In Remedy Entertainment’s 2001 video game, Max was a DEA agent, not a New York cop. The Italian Mafia was Max’s enemy. Moore’s melancholy action melodrama replaces the Mafia with Aesir. Moore retains the Valkyr plot, but Mona doesn’t die in the showdown at Aesir. The video game was first to use the ultra-slow motion ‘bullet time’ effect that Andy and Larry Wachowski popularized in “The Matrix” trilogy. Further, the video game aped Asian director John Woo’s flamboyant Hong Kong action epics. However, Moore prefers unvarnished violence instead of John Woo’s balletic bloodletting shoot-outs. Imagine a stone-cold Charles Bronson revenge opera with the drug plot from the Sean Connery sci-fi thriller “Outland,” and you’ll have an idea about what to expect.

“Max Payne” amounts to a polished potboiler, with few surprises that strike you like a bolt from the blue. Thorne’s screenplay relies primarily on cliches. You’ll know before Max does who killed Michelle and their newborn. Moreover, you’ll spot the chief villain before he confesses. Mila Kunis, Beau Bridges, Chris O’Donnell, and Chris 'Ludacris' Bridges co-star with Wahlberg.
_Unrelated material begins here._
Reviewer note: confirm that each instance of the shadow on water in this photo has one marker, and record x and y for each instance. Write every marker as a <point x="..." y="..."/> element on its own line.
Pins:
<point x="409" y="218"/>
Wahlberg delivers a toned down performance as Max. Basically, Wahlberg sports one expression. He never laughs. He is all business. Mila Kunis looks like she could vanquish Laura Croft. Beau Bridges excels as chummy Max’s friend. Poor Chris O’Donnell gets lost in the mix.

“Max Payne” bristles with action during its 100 minute running time. The shoot-outs are loud but antiseptic. Occasionally, a combatant will exhaust their supply of ammo. Thousands of ejected shell casings chime against concrete during the gunfights. John Moore, who also helmed “Behind Enemy Lines” and “The Omen” remake, loves to show guys and gals loading their firearms, blasting away with them, and then reloading. Moore captures the hyperactive state of the Valkyr-drugged soldiers. The scenes where Valkyries hover over those who have consumed Valkyr are mildly spooky. Only once does “Max Payne” give us a glimpse of these winged hellions. The filmmakers never reveal if the Valkyries are either apparitions or the actual thing. Moore and Thorne relate two-thirds of the story in flashback. After the opening predicament, the scene shifts to ‘one week earlier.’ When the present finally catches up with the past, our hero has a date with the villain on a helipad atop a skyscraper as storm cloud gather. “Max Payne” doesn’t deviate from the B-movie action formula. This derivative, one-dimensional thriller ranks as a solid but unexceptional thriller.